The Lord is my Shepherd; I shall not want.

He maketh me to lie down in green pastures:

He leadeth me beside the still waters.

He restoreth my soul:

He leadeth me in the paths of righteousness for His name’s sake.

Yea, though I walk through the valley of the shadow of death,

I will fear no evil: for thou art with me;

Thy rod and thy staff, they comfort me.

Thou prepares a table before me in the presence of mine enemies;

Thou annointest my head with oil; My cup runneth over.
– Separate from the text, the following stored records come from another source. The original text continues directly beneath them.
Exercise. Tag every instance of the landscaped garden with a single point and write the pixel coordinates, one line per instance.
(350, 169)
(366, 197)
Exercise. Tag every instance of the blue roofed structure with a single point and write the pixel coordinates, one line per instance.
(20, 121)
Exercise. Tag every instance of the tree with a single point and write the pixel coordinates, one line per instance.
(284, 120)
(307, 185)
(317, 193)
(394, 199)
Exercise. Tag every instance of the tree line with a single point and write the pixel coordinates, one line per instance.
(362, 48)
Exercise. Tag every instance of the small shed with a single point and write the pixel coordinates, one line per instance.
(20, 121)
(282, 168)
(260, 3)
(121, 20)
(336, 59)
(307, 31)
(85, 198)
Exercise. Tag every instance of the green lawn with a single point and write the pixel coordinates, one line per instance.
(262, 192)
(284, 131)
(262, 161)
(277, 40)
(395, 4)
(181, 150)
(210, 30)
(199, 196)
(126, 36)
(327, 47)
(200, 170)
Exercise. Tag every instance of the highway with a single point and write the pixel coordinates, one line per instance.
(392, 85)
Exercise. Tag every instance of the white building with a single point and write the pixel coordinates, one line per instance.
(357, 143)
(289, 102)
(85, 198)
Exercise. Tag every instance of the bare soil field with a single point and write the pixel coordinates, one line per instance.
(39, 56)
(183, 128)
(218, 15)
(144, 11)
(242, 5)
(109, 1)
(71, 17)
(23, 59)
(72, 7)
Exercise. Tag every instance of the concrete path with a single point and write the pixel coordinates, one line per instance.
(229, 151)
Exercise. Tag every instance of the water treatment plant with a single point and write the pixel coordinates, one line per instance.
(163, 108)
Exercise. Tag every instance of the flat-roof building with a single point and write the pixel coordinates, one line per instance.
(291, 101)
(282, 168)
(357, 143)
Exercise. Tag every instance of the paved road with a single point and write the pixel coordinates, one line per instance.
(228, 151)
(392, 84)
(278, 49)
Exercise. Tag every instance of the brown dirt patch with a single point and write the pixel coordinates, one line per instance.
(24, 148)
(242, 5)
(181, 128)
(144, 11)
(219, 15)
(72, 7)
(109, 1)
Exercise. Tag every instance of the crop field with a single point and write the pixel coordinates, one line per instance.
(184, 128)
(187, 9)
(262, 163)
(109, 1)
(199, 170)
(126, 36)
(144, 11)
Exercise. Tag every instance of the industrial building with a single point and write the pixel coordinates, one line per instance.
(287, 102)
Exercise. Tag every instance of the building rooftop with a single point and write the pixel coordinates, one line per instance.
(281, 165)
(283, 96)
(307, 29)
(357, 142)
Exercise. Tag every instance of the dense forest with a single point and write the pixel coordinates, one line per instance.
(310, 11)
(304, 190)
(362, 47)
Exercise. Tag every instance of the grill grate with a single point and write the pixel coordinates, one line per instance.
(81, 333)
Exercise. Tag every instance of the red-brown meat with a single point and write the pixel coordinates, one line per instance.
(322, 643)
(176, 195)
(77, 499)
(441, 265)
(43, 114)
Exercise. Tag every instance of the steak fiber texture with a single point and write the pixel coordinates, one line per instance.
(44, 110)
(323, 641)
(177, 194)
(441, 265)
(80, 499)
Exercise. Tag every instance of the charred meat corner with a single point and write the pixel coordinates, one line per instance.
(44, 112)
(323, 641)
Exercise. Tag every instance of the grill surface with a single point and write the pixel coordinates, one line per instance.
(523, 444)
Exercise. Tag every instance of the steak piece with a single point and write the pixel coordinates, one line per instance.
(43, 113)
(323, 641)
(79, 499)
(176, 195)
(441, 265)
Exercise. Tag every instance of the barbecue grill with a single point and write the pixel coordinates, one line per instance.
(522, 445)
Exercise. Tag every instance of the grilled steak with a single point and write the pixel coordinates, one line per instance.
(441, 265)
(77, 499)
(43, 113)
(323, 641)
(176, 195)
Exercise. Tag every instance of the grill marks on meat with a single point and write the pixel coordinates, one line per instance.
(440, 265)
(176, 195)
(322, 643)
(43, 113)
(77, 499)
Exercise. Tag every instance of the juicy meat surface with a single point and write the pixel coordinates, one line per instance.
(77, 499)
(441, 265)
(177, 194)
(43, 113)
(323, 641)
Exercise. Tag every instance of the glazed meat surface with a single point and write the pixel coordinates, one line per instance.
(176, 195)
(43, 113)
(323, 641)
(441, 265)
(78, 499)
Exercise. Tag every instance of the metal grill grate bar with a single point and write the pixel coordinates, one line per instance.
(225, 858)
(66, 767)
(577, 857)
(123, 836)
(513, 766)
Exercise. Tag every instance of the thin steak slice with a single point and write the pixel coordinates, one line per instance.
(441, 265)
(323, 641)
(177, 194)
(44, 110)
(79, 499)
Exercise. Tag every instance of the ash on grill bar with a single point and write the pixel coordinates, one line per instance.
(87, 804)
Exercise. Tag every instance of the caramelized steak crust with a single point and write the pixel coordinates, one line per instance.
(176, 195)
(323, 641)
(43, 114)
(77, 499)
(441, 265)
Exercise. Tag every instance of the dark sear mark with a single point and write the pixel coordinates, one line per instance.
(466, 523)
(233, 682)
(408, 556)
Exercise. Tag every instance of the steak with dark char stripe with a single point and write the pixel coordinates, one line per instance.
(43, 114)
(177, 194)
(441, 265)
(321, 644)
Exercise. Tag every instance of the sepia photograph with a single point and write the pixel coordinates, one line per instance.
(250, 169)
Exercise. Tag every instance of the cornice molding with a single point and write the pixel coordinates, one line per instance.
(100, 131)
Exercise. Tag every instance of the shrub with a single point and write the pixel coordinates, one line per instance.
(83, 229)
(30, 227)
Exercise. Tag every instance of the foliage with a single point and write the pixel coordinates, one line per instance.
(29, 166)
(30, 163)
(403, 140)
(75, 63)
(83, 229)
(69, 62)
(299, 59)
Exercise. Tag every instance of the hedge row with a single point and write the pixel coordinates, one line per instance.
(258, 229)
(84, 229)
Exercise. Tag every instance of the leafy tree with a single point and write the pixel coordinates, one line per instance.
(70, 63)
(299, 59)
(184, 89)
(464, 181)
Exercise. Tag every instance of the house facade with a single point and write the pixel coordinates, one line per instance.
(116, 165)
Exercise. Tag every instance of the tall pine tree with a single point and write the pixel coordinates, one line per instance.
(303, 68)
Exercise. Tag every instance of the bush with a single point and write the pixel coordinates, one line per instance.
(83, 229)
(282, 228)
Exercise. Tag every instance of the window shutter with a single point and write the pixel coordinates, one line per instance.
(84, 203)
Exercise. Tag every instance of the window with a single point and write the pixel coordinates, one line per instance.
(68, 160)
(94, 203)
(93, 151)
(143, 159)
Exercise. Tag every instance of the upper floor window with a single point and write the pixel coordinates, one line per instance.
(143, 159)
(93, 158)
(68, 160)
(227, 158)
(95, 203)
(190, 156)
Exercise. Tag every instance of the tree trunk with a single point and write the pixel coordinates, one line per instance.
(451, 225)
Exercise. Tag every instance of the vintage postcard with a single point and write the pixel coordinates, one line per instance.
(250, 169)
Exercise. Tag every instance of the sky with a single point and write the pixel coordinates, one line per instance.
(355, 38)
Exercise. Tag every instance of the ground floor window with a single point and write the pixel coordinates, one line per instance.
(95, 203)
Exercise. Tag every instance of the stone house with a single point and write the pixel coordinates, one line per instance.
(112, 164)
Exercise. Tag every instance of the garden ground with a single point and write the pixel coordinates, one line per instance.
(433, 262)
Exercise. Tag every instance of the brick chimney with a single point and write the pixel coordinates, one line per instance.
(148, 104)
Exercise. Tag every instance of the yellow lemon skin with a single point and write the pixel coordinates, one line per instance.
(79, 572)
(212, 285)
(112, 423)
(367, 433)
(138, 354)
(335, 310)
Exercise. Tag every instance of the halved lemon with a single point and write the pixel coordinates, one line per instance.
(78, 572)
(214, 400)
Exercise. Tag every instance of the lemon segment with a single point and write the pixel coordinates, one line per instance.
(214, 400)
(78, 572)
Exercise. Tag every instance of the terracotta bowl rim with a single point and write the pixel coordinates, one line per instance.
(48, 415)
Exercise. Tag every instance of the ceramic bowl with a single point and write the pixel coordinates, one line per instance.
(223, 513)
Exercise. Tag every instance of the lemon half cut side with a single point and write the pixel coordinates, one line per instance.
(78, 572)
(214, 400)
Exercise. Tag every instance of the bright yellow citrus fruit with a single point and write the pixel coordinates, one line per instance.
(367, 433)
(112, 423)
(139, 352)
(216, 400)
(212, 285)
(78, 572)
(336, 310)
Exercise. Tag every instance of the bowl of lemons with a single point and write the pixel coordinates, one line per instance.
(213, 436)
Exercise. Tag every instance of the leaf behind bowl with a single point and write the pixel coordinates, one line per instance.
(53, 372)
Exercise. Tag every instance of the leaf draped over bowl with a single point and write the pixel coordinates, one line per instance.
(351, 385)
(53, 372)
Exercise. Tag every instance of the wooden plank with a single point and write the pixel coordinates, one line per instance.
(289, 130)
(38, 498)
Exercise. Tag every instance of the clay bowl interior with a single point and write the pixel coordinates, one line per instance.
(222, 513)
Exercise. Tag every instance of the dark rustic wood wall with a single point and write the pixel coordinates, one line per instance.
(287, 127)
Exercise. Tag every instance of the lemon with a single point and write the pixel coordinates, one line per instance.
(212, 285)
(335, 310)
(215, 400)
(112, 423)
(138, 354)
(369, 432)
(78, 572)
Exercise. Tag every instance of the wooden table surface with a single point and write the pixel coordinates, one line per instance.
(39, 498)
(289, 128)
Surely goodness and mercy shall follow me all the days of my life,

And I will dwell in the House of the Lord forever

So I woke up this morning feeling a little dizzy and light headed (no not a hang over, LOL) taking it easy with the wine these days it is not what I need or want right now. I drive into work run into a spiritual friend of mine who I only seem to meet up with when the time is right. He ask me “so Marie how are things going with you?” I say “I have my days today is a good day.” He then says to me. “Marie don’t get attached to things”. I feel a small punch in my tummy. I look him in the eyes and he says to me “we don’t own love, its beautiful to experience love, but we have to keep evolving, be grateful for what you and Charbel shared, you gave him a beautiful gift and he gave you a beautiful gift, but when things start to keep going round in circles, but not going in any direction that’s not good. Love him, but keep on moving, keep on learning keep on loving.”

 I could have hugged him for saying this to me. He asked me if he was being harsh, I said “no this is one of the most kind and beautiful things I’ve heard so far”.

 

So I am going to grow beautiful and bright like it has been written. Do I have any regrets? My answer is; No regrets I love my life that is bright like my name Bright Light Warrior Nika.